Theaterpremiere im Gasthaus Sonne in Bleibach

Der Geierwally platzt der Kragen

Im Gasthaus "Sonne" in Bleibach vermischen sich derzeit die reale Welt und die des Theaters: Mitten im Gastraum wird "Die Geierwally" aufgeführt. Auf der Bühne spielen nur die Szenen in den Bergen.

Die Premiere des Theaterstücks "Die Geierwally" im Gasthaus Sonne in Bleibach ist gelungen. Das bezeugte der anhaltende Applaus. Immer wieder mussten die Schauspieler des Freien Theaters Waldkirch zusammen oder in Gruppen nach vorn treten und selbst dann verebbte der Beifall nur langsam.

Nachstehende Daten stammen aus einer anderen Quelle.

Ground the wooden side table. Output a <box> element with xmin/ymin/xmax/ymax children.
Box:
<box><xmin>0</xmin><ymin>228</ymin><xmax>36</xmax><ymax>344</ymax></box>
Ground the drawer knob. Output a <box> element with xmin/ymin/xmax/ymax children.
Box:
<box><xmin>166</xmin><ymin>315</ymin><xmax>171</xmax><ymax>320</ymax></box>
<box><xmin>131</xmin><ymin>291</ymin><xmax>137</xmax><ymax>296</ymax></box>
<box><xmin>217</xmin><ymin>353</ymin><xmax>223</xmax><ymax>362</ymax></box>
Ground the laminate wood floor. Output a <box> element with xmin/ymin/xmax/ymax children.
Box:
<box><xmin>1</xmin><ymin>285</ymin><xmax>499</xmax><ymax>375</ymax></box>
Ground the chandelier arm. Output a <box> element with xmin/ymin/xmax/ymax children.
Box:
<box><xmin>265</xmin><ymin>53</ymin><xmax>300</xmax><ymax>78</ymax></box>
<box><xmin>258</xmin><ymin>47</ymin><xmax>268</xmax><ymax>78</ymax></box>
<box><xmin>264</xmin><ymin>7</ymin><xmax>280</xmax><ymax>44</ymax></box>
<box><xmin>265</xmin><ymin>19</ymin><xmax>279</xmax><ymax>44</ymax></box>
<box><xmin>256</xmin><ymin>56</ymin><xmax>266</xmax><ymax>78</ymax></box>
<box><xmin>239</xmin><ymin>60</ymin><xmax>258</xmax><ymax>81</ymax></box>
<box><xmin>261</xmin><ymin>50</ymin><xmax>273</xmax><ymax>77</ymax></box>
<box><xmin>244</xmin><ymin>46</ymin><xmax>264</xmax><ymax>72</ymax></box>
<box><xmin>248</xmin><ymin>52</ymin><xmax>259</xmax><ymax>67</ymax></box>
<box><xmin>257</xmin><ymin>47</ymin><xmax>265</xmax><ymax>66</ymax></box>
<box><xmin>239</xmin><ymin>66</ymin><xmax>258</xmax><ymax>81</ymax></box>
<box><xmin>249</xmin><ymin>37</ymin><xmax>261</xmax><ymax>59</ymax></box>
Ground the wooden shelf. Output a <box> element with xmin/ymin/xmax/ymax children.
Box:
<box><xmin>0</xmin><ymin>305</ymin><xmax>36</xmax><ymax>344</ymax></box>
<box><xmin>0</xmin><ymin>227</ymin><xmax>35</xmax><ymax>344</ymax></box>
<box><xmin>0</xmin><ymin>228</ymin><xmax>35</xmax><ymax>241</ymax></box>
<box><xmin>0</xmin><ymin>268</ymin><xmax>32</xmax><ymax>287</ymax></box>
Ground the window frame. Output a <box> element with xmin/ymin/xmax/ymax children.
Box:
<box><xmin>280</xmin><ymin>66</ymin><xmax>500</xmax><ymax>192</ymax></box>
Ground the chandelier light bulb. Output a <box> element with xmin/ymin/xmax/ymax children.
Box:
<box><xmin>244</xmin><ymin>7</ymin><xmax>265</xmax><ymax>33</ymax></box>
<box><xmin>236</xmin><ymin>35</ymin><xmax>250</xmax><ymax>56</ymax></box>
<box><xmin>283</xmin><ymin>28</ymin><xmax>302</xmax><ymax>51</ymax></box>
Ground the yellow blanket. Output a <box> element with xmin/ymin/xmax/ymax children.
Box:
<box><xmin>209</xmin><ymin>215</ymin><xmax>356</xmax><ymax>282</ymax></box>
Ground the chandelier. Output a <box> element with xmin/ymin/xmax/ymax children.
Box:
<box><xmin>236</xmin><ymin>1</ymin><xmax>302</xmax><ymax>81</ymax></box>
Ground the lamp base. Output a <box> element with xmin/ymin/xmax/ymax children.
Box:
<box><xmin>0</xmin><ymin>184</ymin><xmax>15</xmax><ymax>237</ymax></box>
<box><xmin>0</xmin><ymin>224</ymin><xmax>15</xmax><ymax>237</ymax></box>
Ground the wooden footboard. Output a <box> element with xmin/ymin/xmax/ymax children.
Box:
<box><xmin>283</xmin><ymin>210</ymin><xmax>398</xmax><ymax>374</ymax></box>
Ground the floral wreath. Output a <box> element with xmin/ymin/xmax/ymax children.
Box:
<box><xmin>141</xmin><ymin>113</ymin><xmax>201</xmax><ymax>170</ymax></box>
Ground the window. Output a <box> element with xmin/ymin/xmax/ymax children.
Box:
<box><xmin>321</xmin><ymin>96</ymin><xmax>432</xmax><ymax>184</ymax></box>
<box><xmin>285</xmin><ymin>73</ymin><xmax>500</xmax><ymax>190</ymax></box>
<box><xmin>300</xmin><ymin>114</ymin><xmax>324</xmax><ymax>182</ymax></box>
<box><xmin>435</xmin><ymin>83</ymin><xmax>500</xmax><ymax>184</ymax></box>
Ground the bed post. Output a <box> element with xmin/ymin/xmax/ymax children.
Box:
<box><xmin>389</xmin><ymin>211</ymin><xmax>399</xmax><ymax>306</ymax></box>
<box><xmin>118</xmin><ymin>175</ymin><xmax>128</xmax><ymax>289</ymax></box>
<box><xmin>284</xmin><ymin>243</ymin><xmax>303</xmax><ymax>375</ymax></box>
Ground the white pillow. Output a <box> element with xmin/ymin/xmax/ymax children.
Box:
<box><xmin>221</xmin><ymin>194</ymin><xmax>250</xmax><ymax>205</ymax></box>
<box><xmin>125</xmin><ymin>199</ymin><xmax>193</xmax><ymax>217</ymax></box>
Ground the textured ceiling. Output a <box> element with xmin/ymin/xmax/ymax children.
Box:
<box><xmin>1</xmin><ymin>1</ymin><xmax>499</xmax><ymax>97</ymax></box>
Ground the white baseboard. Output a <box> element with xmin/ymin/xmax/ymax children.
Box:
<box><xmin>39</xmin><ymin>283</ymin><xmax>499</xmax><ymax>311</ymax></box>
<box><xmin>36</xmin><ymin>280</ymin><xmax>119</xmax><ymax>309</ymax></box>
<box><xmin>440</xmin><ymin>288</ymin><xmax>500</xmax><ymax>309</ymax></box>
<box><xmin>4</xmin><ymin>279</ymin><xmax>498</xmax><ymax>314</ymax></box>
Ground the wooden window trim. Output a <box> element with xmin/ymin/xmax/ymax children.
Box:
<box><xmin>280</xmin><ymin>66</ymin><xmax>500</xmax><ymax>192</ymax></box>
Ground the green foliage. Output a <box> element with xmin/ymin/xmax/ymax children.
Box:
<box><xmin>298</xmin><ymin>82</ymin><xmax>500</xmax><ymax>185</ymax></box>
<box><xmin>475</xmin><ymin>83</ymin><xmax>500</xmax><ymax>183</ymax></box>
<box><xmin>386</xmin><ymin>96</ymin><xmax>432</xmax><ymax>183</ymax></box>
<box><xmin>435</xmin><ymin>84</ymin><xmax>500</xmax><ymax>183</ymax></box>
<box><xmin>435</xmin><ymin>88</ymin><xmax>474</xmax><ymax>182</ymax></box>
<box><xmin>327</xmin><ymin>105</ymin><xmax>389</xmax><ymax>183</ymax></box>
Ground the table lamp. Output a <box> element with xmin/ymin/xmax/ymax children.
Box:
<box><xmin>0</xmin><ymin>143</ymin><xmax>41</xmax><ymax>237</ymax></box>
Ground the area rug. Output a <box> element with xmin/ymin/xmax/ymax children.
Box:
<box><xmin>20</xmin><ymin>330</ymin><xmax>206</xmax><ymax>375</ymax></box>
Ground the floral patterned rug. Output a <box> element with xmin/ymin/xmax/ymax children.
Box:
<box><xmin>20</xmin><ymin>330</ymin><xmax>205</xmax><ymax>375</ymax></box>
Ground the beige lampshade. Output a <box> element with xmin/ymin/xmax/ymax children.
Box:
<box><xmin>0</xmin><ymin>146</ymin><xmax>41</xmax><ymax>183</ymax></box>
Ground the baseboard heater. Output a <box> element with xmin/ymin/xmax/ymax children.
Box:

Die Bühne ist fürs Bergmassiv reserviert

Der Ort der Aufführung wurde von Regisseurin Ulrike Trescher und der Gruppe genau richtig gewählt. Das Stück ereignet sich, um großteils mitten zwischen den Besuchern zu spielen. Die Bühne selbst ist für das Bergmassiv bestimmt, das in der Handlung eine beachtliche Rolle spielt. Vor der Bühne ist der von den Dorfbewohnern gut frequentierte Wirtshaustisch eingerichtet, ein weiterer steht im hinteren Teil des Raums. Dort sitzen der Stromminger (Peter Müller), der Vater der Walpurga (Alexandra Schmitt), genannt Geierwally, und der Gellner-Vinzenz (Joachim Josefowitz), dem der Stromminger seine Tochter versprochen hat. Die Männer spielen unter anderem Karten, aber vor allem treiben sie von dort aus den Hirtenbub (Katarina Petrovic) an, loszurennen, um der Geierwally Dampf unter den Hintern zu machen.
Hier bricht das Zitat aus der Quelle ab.